Besinnung auf gemeinsame Werte durch Bildung und Austausch

Mareike Enghusen │ 11. Dezember 2012



Als ich im Jahr 2008 ein Studienjahr an der University of California plante, waren die Reaktionen meiner Kommilitonen verhalten. „Warum denn USA?“, wurde ich immer wieder skeptisch gefragt – als wäre es abwegig, in dem Land zu studieren, das die besten Universitäten und Professoren der Welt hat. Doch solche Fakten verblassen hinter den US-feindlichen Vorurteilen, die hierzulande sorgfältig gepflegt werden, in linken und akademischen Kreisen oft gar zum guten Ton gehören. Besonders eindringlich lassen sich die Ressentiments in den Foren von deutschen Online-Medien beobachten: Tagtäglich melden sich dort etliche Kommentatoren zu Wort, die die USA für jedes Unheil auf dem Planeten verantwortlich machen und selbst despotisch regierte Staaten wie Iran als Opfer des „US-Imperialismus“ verteidigen.

Selbstverständlich ist Kritik an den USA legitim. Doch die Dämonisierung des Landes mancher Kreise geht über sachliche Kritik hinaus, und die Tatsache, dass diese Dämonisierung so weit verbreitet ist, beunruhigt. Denn in einer Zeit, in der Europa – und in geringerem Maße die USA selbst – global gesehen politisch und wirtschaftlich an Gewicht verlieren, ist das transatlantische Bündnis wichtiger denn je. Und dies hat langfristig nur Bestand, wenn es von seinen Bürgern getragen wird.

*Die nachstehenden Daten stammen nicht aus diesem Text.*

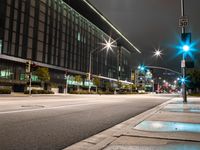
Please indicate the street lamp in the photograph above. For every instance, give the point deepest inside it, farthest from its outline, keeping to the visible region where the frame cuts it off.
(108, 45)
(157, 53)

Deshalb braucht es in Deutschland eine erneute Besinnung auf die gemeinsamen Werte. Bildung spielt dafür eine entscheidende Rolle. In deutschen Schulen werden meiner eigenen Erfahrung nach politische und wirtschaftliche Philosophien nicht behandelt. Für das Überleben und Gedeihen einer Demokratie ist es aber wichtig, dass ihre Konstituenten sich der Bedeutung und, ja, der Überlegenheit demokratischer Prinzipien bewusst sind. Deshalb sollte in den weiterführenden Schulen eine halbjährige Unterrichtseinheit „Politik- und Wirtschaftsphilosophie“ eingerichtet werden, die die geschichtlichen Ursprünge, Vor- und Nachteile sowie die aktuell existierenden Ausprägungen verschiedener politischer und wirtschaftlicher Organisationsformen behandelt. Dadurch würden Bewusstsein und Wertschätzung für demokratische und marktwirtschaftliche Prinzipien geschärft – sowie für die Tatsache, dass wir diese Prinzipien mit unseren europäischen und US-amerikanischen Verbündeten teilen.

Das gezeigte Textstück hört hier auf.